Current network functions are “inefficient, ineffective, stale and repetitive,” Olk told FierceCEO. “When you’re a CEO you’re always being invited to a lot of stuff.”
What Olk wanted to do was “create networking events people wanted to go to. A small dinner with people you want to break bread with.”
One big difference between Voray’s events and traditional ones is their size.
A traditional networking event can be 100 people, standing around, making small talk, but not really connecting. “You’re usually invited because the host wants to sell you something,” Olk said.
What Voray does is “curate” very small gatherings of professionals for dinner, in the range of 15 to 18 people, “that want to attend because it’s very different than any other networking function,” Olk said.
As a result, the event is like a private gathering, not a cocktail party. And guests leave with “more professional growth and new friends in the spaces they operate in,” Olk said. “Voray partners use the platform as a sales acceleration tool by making it easier to build relationships with prospects.”
Using its software, Voray sets up the event by identifying the people who will be invited.
Voray began as an experiment by Olk, who invited 18 friends to his home as a relationship-building exercise and, he said, “We expanded on that.”
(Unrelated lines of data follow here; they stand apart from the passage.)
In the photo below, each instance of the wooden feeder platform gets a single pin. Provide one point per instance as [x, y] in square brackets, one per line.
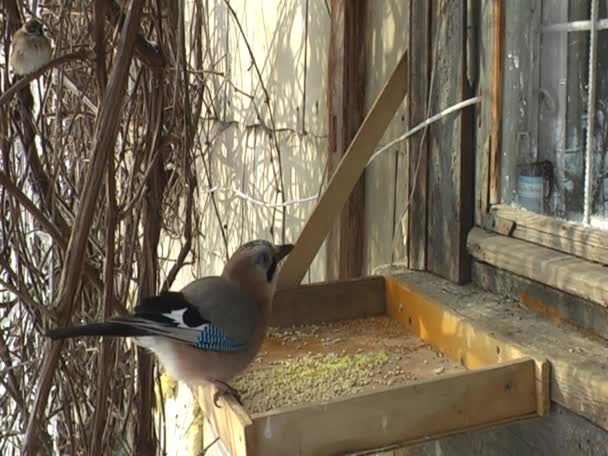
[462, 389]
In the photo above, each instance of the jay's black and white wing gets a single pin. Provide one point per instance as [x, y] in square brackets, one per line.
[212, 314]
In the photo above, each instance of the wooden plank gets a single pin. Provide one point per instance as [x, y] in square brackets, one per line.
[451, 149]
[481, 328]
[329, 302]
[335, 81]
[344, 179]
[496, 94]
[519, 73]
[352, 218]
[559, 270]
[551, 303]
[582, 241]
[484, 112]
[420, 46]
[387, 176]
[398, 415]
[347, 63]
[230, 421]
[347, 60]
The company began operating in January 2016 and is currently hosting events in four cities: New York, Los Angeles, San Francisco and Boston. Voray will begin its networking events in Chicago next month.
From there, Olk envisions being in all major U.S. cities in the next 18 months.
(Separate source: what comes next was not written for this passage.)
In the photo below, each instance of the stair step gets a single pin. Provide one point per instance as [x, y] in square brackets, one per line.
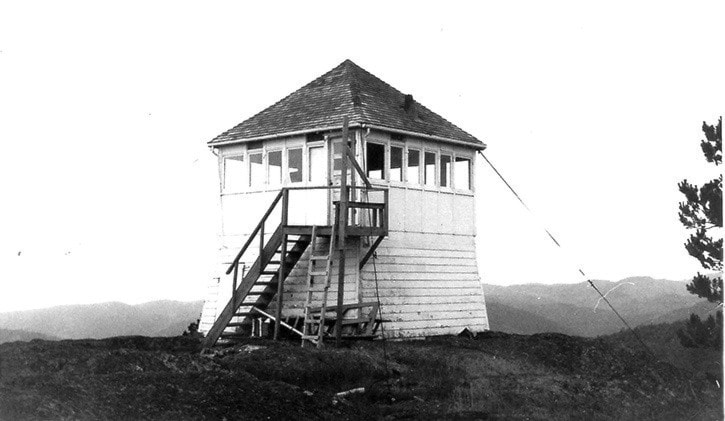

“The vision is to create the largest professional network in the world,” Olk said. “It will be built around people meeting in person, not in ways like LinkedIn, through social networks,” Olk said. “It will replace social networks simply by putting people together.”
Voray is funded by its founders, including Olk, who is also a cofounder of point-of-sale system ShopKeep and was on the board of crowd-sourced funding platform Kickstarter.
ShopKeep is a SaaS technology company that, under Olk, grew to one of New York City’s largest software companies, with over 25,000 enterprise customers and raising over $100 million in capital.
“I feel like it’s very easy for anyone to become an executive at a large company,” Olk said. “But it’s harder to build things. ... (I've) always wanted to build things that would help people.”
Fast Five with David Olk
What's the single most important trait for a leader?
An ability to take all of the emotion out of the room and be pragmatic.
What's the key to finding new opportunities for revenue?
The best way is to conduct a lot of customer discovery.
When have you had to adapt and what did you learn?
Always focus and not be distracted.
On a scale of 1 to 10 (1 lowest and 10 highest) how much of a priority do you place on the following things at your company: people, process and technology?
What do you wish you had known 5 years ago that you know now?
The role of a CEO is to hire, inspire, retain and never run out of capital.